Although we have not had good precipitation in 2022, a couple slider storms have left dustings in the high country and access can be an undesired, muddy adventure as early runoff continues. With this in mind, Darren and I ventured southward into the Mojave to find the south-facing slopes of Gold Mountain above Bonnie Claire Flat. It is a long but easy drive through Tonopah and Goldfield before turning west toward Scotty’s Castle and the former northern, paved entrance to Death Valley National Park – the road remains closed where, several years ago, the headward drainage of an alluvial fan reclaimed the highway near the castle grounds. It makes for a quiet section of highway along Bonnie Claire between Gold Mountain and the Grapevine Mountains.
We turn northward up the fan, encountering traces of Bonnie Claire Airfield before tracing our way to some mining prospects at the toe of the mountain front. There is a cool breeze as we head out, but we are soon warm as we gain elevation. On a moderate slope we walk up loose, dusty scree with Joshua trees scattered among granitic boulders. Prospects dot the hillsides where seams of hydro-altered rocks and occasional volcanic dikes run through their host outcrops; these intrepid miners chased riches promised by the historic strikes of nearby districts, and who could pass up “Gold Mountain”?
The scattered Joshua trees give way, with elevation, to a pinyon woodland where a few Pinyon Jays call out – I fail to see the talkative birds, however. Darren reaches a small cornice which preserves the recent snowy turbidity of recent storms; the small wave climbs from the ridgeline but we step over and through to reach the rocky slope of the summit outcrop. A square cairn protrudes from the summit where we can look westward to the Sierran Crest and eastward into the Basin and Range. It is a simple but very worthwhile summit, as is most often the case in the smaller isolated ranges throughout Nevada.

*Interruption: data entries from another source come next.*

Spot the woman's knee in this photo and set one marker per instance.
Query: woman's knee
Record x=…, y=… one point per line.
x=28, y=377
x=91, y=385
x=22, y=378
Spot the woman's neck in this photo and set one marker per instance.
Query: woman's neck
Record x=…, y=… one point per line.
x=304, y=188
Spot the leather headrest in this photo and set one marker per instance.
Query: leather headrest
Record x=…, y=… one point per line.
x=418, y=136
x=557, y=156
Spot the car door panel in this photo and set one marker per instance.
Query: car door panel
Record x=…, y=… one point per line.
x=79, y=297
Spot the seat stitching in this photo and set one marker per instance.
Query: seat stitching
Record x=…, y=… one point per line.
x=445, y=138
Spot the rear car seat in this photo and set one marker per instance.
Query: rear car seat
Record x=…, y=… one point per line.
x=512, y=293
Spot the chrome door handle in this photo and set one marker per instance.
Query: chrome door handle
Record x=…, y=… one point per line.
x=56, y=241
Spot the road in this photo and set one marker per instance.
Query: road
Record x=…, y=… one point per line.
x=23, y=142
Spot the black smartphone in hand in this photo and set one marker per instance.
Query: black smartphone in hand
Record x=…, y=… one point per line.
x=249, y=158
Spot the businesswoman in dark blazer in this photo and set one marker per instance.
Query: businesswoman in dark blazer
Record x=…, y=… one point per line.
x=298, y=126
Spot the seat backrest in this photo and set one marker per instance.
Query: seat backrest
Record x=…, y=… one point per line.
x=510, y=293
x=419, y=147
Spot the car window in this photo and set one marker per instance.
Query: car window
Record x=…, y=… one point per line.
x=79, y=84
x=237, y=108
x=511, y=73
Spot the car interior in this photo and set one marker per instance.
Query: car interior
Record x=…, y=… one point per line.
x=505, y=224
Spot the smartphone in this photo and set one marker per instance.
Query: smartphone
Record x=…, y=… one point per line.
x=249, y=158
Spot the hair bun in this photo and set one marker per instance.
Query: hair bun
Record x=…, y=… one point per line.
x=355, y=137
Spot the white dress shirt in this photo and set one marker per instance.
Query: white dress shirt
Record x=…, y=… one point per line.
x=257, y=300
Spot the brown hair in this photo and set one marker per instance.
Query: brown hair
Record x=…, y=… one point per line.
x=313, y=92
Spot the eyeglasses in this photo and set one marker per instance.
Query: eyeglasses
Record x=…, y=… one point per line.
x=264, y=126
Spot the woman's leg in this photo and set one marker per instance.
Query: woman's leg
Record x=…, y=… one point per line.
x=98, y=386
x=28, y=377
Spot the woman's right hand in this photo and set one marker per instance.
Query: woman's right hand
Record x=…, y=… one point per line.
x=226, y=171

We drop southward to look for one of the larger prospects among a dense pinyon grove. Our descent takes us too far west, a bouldery outcrop and sandy canyon drawing us downward. I am not, however, overly fascinated by the old mines, so we take the descent following game trails toward the fans that feed into Bonnie Clair. We are quickly back to the truck where we marvel at the afternoon warmth. It is time to return to the chill of the northern valleys and we head homeward. A good day for a high point outing, taking advantage of windshield time to catch up with my brother and feel the warmth of a winter day at the edge of Death Valley.